The study reported encouraging high levels of adherence than in Zambia (16); southern Sudan (17) and Uganda (13) but lower levels than that in Uganda (12). In Zambia and southern Sudan, the studies were conducted in complex settings in refugee and internally displaced populations, whereas, in a stable semi-urban area with high educational level in Uganda (13). These were not easily comparable to this study site in an unstable typical African rural setting with low level of education.

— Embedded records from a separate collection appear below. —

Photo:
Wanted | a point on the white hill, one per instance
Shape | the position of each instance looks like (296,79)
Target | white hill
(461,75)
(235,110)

Many patients were reported to be definitely non-adherent, an indication that the prevalent form of non-adherence was not the way in which Coartem® was administered with regard to time and number of tablets but rather the failure to complete tablets (18, 19). This calls for improved caretakers counseling on the importance of giving the patient full dose when administering the drug. Admittedly, self-report and tablet counts alone are imperfect measures of adherence. These methods are vulnerable to overestimates of adherence and under-estimates of non-adherence. Interviews had been shown to identify 80% of the true non-adherence as assed by pill count (14).

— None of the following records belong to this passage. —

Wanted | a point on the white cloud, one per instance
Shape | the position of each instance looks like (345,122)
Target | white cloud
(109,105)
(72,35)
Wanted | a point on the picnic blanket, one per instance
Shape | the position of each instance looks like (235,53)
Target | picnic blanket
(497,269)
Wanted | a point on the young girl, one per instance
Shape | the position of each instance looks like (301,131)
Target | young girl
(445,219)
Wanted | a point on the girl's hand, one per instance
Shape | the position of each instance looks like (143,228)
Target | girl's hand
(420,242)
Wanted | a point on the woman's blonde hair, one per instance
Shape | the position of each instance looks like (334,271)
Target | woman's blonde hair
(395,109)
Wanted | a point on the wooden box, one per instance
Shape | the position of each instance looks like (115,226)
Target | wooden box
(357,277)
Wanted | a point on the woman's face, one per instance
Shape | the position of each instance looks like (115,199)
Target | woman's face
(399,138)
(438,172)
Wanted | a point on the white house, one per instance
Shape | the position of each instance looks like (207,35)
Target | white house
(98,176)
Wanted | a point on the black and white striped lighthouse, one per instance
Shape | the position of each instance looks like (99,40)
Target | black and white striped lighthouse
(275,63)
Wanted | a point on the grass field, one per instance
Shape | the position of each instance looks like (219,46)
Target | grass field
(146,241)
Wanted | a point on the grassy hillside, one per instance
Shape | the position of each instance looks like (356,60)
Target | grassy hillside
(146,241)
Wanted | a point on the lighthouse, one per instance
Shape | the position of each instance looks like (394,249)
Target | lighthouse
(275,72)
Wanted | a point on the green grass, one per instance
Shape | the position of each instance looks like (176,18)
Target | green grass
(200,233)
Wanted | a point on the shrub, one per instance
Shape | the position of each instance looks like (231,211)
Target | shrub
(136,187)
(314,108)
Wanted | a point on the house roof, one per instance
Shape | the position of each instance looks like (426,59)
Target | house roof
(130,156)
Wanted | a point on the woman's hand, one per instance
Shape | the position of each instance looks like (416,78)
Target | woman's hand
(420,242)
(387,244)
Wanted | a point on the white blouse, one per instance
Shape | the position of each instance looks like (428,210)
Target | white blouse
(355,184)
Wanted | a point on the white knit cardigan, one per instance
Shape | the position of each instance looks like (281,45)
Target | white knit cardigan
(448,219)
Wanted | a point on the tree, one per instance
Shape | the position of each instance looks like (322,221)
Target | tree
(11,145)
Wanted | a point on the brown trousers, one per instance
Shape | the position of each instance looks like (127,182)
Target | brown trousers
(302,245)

However, interviews are not equally sensitive for all subgroups of patients (20). Therefore, a pharmacological assessment of lumefantrine-plasma concentrations would have been more robust in this study. Nevertheless, there is a significant difference in the concentration of lumefantrine levels between the adherent and non-adherent groups (13).
Conclusions
The adherence levels reported in this study were encouraging. However, there is a need for study to be conducted outside a health facility to ascertain whether the same adherence levels could be obtained.
Ethical considerations
Ethical issues (Including plagiarism, Informed Consent, misconduct, data fabrication and/or falsification, double publication and/or submission, redundancy, etc) have been completely observed by the authors.
Acknowledgments
We extend our gratitude to all the people who gave us support in many different ways. Our sincere gratitude goes to Institutional Review and Ethics Committee (IREC) of Moi University and Moi Teaching and Referral Hospital Eldoret, Kenya. We are also grateful to the commitment and hard work of the research team. Lastly, we remain grateful to the caretakers and children who took part in the study. The authors declare that there is no conflict of interest.